The Chinese People’s Liberation Army (PLA) Navy’s hospital ship Peace Ark has concluded its humanitarian mission in Dar es Salaam, Tanzania’s commercial capital.
The ship arrived in Dar es Salaam on Nov. 19, the second in seven years, on a mission of providing free medical services to local residents. During its eight-day stay in Tanzania, a total of 6,441 patients were treated by the Chinese doctors.
Tanzanian President John Magufuli made a visit to the Peace Ark on Sunday to see off the Chinese doctors and navy soldiers and thanked them for treating more than 6,000 patients.
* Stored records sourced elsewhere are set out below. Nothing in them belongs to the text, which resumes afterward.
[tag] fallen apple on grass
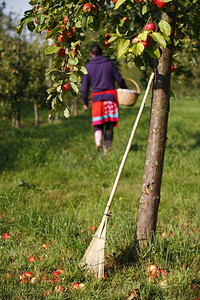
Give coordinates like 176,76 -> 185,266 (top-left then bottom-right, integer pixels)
3,232 -> 10,241
72,282 -> 85,289
28,256 -> 35,262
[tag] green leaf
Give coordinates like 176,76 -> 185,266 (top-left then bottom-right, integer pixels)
117,39 -> 130,57
70,82 -> 79,94
17,23 -> 24,35
68,57 -> 78,66
80,66 -> 88,75
147,44 -> 160,59
114,0 -> 126,9
69,74 -> 81,82
158,20 -> 171,36
27,21 -> 35,32
135,43 -> 144,55
150,32 -> 166,48
44,46 -> 59,55
138,31 -> 148,41
29,0 -> 38,5
142,5 -> 147,15
108,36 -> 117,43
64,107 -> 70,119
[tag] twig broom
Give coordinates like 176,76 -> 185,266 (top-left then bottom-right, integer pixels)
81,73 -> 154,278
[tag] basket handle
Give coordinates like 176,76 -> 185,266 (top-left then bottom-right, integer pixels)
126,78 -> 140,93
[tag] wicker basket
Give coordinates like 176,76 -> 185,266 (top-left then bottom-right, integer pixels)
117,78 -> 140,106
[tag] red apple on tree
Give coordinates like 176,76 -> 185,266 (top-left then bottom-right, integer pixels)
91,225 -> 97,231
140,35 -> 152,48
63,15 -> 69,24
105,33 -> 111,39
62,83 -> 71,93
58,48 -> 65,58
171,64 -> 178,73
63,28 -> 73,39
28,256 -> 35,262
156,0 -> 167,8
83,3 -> 92,13
58,34 -> 67,43
92,4 -> 99,14
3,232 -> 10,241
103,39 -> 110,48
123,16 -> 128,23
131,36 -> 140,44
145,23 -> 156,31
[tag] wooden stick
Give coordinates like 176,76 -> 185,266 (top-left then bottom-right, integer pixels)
98,73 -> 154,238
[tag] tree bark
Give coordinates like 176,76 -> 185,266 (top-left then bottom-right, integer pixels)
71,100 -> 78,117
12,101 -> 20,128
34,102 -> 39,126
136,4 -> 176,248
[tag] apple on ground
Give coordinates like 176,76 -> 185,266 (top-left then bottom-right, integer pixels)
24,271 -> 33,278
54,285 -> 65,293
72,282 -> 85,289
147,265 -> 157,273
140,35 -> 152,48
30,277 -> 36,284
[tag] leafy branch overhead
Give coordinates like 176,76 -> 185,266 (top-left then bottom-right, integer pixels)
17,0 -> 200,116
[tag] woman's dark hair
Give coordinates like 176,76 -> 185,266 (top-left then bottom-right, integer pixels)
90,44 -> 102,56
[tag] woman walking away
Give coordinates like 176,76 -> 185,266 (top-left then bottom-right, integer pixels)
82,44 -> 127,155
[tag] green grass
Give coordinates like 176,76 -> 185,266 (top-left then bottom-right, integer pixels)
0,99 -> 200,300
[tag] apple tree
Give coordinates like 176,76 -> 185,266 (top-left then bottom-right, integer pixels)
0,8 -> 48,128
18,0 -> 200,247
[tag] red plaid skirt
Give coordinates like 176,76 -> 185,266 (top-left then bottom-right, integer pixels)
92,90 -> 119,126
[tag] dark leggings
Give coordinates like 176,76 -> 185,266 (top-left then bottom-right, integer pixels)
94,122 -> 115,141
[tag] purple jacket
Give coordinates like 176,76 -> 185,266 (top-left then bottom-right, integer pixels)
82,56 -> 127,105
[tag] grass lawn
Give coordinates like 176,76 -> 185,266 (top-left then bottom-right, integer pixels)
0,98 -> 200,300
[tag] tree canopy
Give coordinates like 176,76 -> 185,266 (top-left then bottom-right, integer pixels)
18,0 -> 200,116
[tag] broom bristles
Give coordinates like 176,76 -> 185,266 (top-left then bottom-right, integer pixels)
81,214 -> 108,278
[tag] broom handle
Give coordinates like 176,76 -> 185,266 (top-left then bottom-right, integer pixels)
98,73 -> 154,237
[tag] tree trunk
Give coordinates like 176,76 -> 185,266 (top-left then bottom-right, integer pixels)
71,100 -> 78,117
34,102 -> 39,126
12,101 -> 20,128
136,5 -> 176,248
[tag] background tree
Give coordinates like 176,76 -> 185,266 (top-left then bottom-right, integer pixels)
18,0 -> 200,247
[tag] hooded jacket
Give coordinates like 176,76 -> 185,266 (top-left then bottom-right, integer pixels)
82,55 -> 127,105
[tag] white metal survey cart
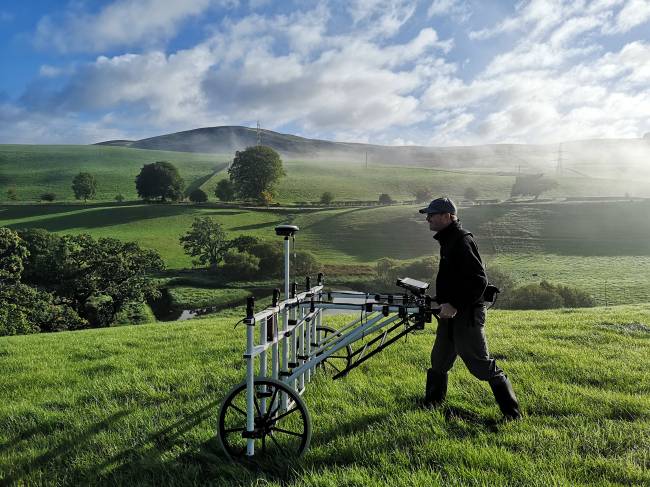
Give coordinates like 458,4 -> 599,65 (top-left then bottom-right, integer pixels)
218,225 -> 446,460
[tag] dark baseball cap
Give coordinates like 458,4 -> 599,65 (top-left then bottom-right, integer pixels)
420,198 -> 456,215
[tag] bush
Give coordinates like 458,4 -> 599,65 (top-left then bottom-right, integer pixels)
221,249 -> 260,279
292,250 -> 318,277
190,188 -> 208,203
228,235 -> 260,252
508,284 -> 564,309
214,179 -> 235,201
249,242 -> 284,277
320,191 -> 334,205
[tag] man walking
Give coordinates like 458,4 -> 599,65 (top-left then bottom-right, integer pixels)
420,198 -> 521,419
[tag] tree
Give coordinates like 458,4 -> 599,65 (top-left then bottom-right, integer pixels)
228,145 -> 285,200
18,228 -> 62,287
510,174 -> 558,199
72,172 -> 97,203
0,227 -> 29,286
190,188 -> 208,203
179,216 -> 229,269
414,188 -> 433,203
50,234 -> 164,326
320,191 -> 334,205
135,161 -> 185,202
228,235 -> 260,252
463,186 -> 478,201
257,190 -> 273,206
214,179 -> 235,201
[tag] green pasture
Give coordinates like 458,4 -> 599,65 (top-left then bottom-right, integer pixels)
0,204 -> 283,268
0,305 -> 650,487
0,202 -> 650,304
0,145 -> 229,201
0,145 -> 650,204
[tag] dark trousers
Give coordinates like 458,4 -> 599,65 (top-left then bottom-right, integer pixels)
431,306 -> 505,381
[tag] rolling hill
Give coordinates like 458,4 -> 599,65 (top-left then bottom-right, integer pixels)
93,126 -> 650,178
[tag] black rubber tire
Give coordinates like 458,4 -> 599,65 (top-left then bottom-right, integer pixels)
217,378 -> 311,464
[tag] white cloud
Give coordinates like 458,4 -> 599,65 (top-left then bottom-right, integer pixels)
347,0 -> 416,38
605,0 -> 650,34
427,0 -> 471,23
35,0 -> 232,52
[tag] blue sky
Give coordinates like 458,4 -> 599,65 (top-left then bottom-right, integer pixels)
0,0 -> 650,145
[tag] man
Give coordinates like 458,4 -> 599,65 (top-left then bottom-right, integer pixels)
420,198 -> 521,419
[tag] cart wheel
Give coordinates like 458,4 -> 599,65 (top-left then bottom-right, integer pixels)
217,378 -> 311,463
316,326 -> 352,374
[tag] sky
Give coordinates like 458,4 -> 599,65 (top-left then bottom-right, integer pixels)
0,0 -> 650,146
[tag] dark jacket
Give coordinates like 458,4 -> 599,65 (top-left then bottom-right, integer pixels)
433,222 -> 488,310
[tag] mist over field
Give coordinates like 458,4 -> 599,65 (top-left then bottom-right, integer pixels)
0,0 -> 650,487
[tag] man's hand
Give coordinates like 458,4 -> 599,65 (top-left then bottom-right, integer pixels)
440,303 -> 458,318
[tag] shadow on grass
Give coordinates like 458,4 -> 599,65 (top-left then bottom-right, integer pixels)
0,411 -> 129,485
5,205 -> 195,232
76,400 -> 228,485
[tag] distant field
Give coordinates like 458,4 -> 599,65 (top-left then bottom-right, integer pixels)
0,145 -> 228,201
0,202 -> 650,304
0,145 -> 650,203
0,305 -> 650,487
0,204 -> 284,268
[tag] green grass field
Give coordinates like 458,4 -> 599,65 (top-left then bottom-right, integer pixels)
0,305 -> 650,487
0,144 -> 228,201
0,145 -> 650,204
0,202 -> 650,304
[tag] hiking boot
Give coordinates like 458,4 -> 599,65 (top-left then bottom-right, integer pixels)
489,375 -> 521,420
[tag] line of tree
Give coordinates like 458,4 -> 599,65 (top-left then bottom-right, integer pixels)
510,174 -> 558,199
179,216 -> 318,279
215,145 -> 286,204
0,227 -> 164,335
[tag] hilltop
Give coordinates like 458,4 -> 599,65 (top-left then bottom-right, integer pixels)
92,126 -> 650,176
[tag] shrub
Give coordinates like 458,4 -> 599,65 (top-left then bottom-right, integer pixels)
228,235 -> 260,252
190,188 -> 208,203
249,242 -> 284,277
320,191 -> 334,205
291,250 -> 318,277
214,179 -> 235,201
221,249 -> 260,279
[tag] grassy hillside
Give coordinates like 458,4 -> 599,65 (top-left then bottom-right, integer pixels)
0,305 -> 650,486
0,145 -> 228,201
0,145 -> 650,203
0,202 -> 650,304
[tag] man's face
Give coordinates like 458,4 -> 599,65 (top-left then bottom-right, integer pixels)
427,213 -> 451,232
Magufuli said the move by the Chinese government to send the Peace Ark to Tanzania has further improved the relationship between the two countries.
A total of 115 health care workers are on board the ship, mostly from the Naval Medical University, of which 60 percent have senior titles.
In the years between 2010 and 2015, the Peace Ark paid visits to Asia, Africa, the Americas and Oceania. The ship has traversed 31 countries and more than 120,000 people have received free onboard medical and humanitarian services.
About Type 920 Hospital Ship:
The Type 920 Hospital Ship is a class of hospital ship in the People’s Liberation Army Navy of the People’s Republic of China. It consists of only one ship, 866 Daishan Dao. Daishan Dao is also known as Peace Ark (Heping Fangzhou) during peace time.
The ship, with a pennant number 866, is assigned to the East Sea Fleet and based out of Hubei.
The state of the art ship has been constructed in a bid to engage swiftly in humanitarian response to disasters around the world. The ship is 178 m in length, 24 m in width and displaces approximately 14,000 tons. It has a crew complement of 381.
The ship, with a total area of 4,000 square meters, has 500 beds, 35 ICUs, 12 operating theatres, and the capacity to accommodate 60 major surgeries a day – about as many as a large hospital in Beijing. She has treated over 120,000 people across from the globe during her circumnavigation.
The ship is unarmed and painted white with red crosses to conform to the Geneva Convention criteria for a civilian hospital ship; firing upon it is potentially a war crime under international law.